The advanced glycation end product methylglyoxal-derived hydroimidazolone-1 and early signs of atherosclerosis in childhood diabetes.Diab Vasc Dis Res. 2015 Mar; 12(2):139-45.DV
Advanced protein glycation is an important mechanism for the development of late diabetic complications including atherosclerosis. Methylglyoxal-derived hydroimidazolone-1 is the most abundant advanced glycation end product in human plasma.
To investigate the relationship between methylglyoxal-derived hydroimidazolone-1 and early signs of atherosclerosis in children and adolescents with type 1 diabetes and healthy controls.
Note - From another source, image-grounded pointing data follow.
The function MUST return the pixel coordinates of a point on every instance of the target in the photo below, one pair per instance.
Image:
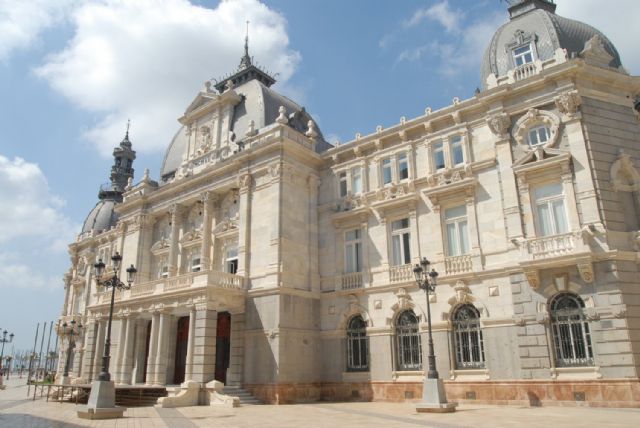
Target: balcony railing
(550, 246)
(458, 264)
(401, 273)
(350, 281)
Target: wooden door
(223, 346)
(182, 340)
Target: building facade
(271, 260)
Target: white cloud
(439, 12)
(619, 22)
(22, 21)
(146, 59)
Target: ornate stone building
(270, 260)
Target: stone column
(117, 378)
(204, 346)
(99, 349)
(176, 217)
(127, 352)
(244, 233)
(208, 201)
(161, 352)
(190, 344)
(151, 357)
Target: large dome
(102, 217)
(258, 103)
(536, 21)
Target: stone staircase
(246, 399)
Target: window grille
(571, 334)
(357, 345)
(408, 344)
(468, 338)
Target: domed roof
(258, 103)
(102, 216)
(536, 21)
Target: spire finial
(246, 59)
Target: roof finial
(246, 59)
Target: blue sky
(73, 71)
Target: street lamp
(101, 404)
(70, 331)
(434, 398)
(4, 340)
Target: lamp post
(101, 404)
(4, 340)
(70, 331)
(434, 397)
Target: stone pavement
(16, 411)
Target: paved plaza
(18, 411)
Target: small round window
(538, 135)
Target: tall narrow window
(538, 135)
(343, 184)
(455, 219)
(387, 175)
(438, 155)
(231, 261)
(571, 334)
(400, 242)
(457, 151)
(356, 180)
(353, 251)
(468, 338)
(523, 55)
(403, 167)
(357, 345)
(550, 211)
(408, 345)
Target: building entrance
(223, 346)
(182, 339)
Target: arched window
(357, 345)
(571, 334)
(408, 348)
(467, 338)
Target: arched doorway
(182, 339)
(223, 346)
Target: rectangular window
(343, 184)
(438, 155)
(356, 180)
(353, 251)
(387, 175)
(403, 167)
(550, 211)
(455, 219)
(523, 55)
(400, 242)
(457, 152)
(231, 262)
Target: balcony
(458, 264)
(401, 273)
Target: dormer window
(538, 135)
(523, 55)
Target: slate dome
(536, 21)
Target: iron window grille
(467, 336)
(357, 345)
(408, 343)
(571, 333)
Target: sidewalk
(18, 411)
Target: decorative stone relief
(568, 102)
(499, 124)
(533, 278)
(624, 175)
(586, 271)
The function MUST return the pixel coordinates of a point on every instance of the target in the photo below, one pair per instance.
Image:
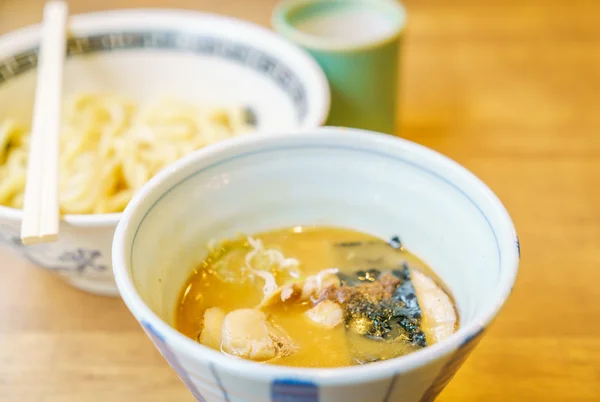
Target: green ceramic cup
(357, 44)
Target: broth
(320, 318)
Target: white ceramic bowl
(330, 176)
(145, 54)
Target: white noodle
(110, 146)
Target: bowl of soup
(141, 89)
(326, 265)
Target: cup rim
(280, 20)
(508, 244)
(21, 38)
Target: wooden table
(510, 89)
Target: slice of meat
(439, 317)
(211, 328)
(245, 334)
(327, 313)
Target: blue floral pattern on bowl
(78, 260)
(261, 62)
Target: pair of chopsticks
(40, 210)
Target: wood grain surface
(510, 89)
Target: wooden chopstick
(40, 210)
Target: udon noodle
(110, 146)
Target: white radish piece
(439, 316)
(211, 328)
(327, 313)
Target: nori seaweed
(398, 316)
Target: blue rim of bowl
(106, 41)
(336, 376)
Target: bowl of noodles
(142, 89)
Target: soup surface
(314, 297)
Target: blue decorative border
(293, 390)
(451, 367)
(266, 64)
(321, 147)
(78, 260)
(163, 348)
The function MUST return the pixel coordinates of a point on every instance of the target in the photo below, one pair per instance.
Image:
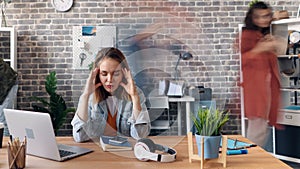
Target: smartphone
(118, 140)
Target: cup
(1, 133)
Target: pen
(235, 141)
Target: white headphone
(145, 148)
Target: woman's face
(262, 17)
(110, 74)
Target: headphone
(145, 148)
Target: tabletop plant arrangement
(208, 124)
(56, 106)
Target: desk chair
(157, 106)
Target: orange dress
(261, 81)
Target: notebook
(41, 141)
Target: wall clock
(62, 5)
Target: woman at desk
(110, 104)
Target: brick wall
(206, 28)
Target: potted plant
(208, 124)
(56, 106)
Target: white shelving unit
(11, 33)
(284, 142)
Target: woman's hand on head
(129, 86)
(90, 86)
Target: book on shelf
(115, 143)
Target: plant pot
(211, 146)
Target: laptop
(41, 141)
A total of 314 diabetes patients aged 8-18 years were compared with 120 healthy controls. Serum methylglyoxal-derived hydroimidazolone-1 was measured by immunoassay. Atherosclerosis was evaluated by assessing carotid intima-media thickness by ultrasound, arterial stiffness by Young's modulus and inflammation by C-reactive protein.
Methylglyoxal-derived hydroimidazolone-1 was significantly increased in the diabetes group compared with controls, 155.3 (standard deviation (SD) = 41.0) versus 143.0 (SD = 35.1) U/mL, p = 0.003, as was C-reactive protein, median 0.51 (0.27, 1.83) versus 0.31 (0.19, 0.67) mg/L, p < 0.001. There was no significant difference between the groups regarding carotid intima-media thickness or Young's modulus. Multiple regression analysis showed a significant positive association between methylglyoxal-derived hydroimidazolone-1 and C-reactive protein in the diabetes group.
Serum levels of methylglyoxal-derived hydroimidazolone-1 in diabetes patients are increased and associated with low-grade inflammation, but not yet arterial stiffness or wall thickness. This indicates that methylglyoxal-derived hydroimidazolone-1 may be important in the early phase of the accelerated atherosclerotic process in diabetes.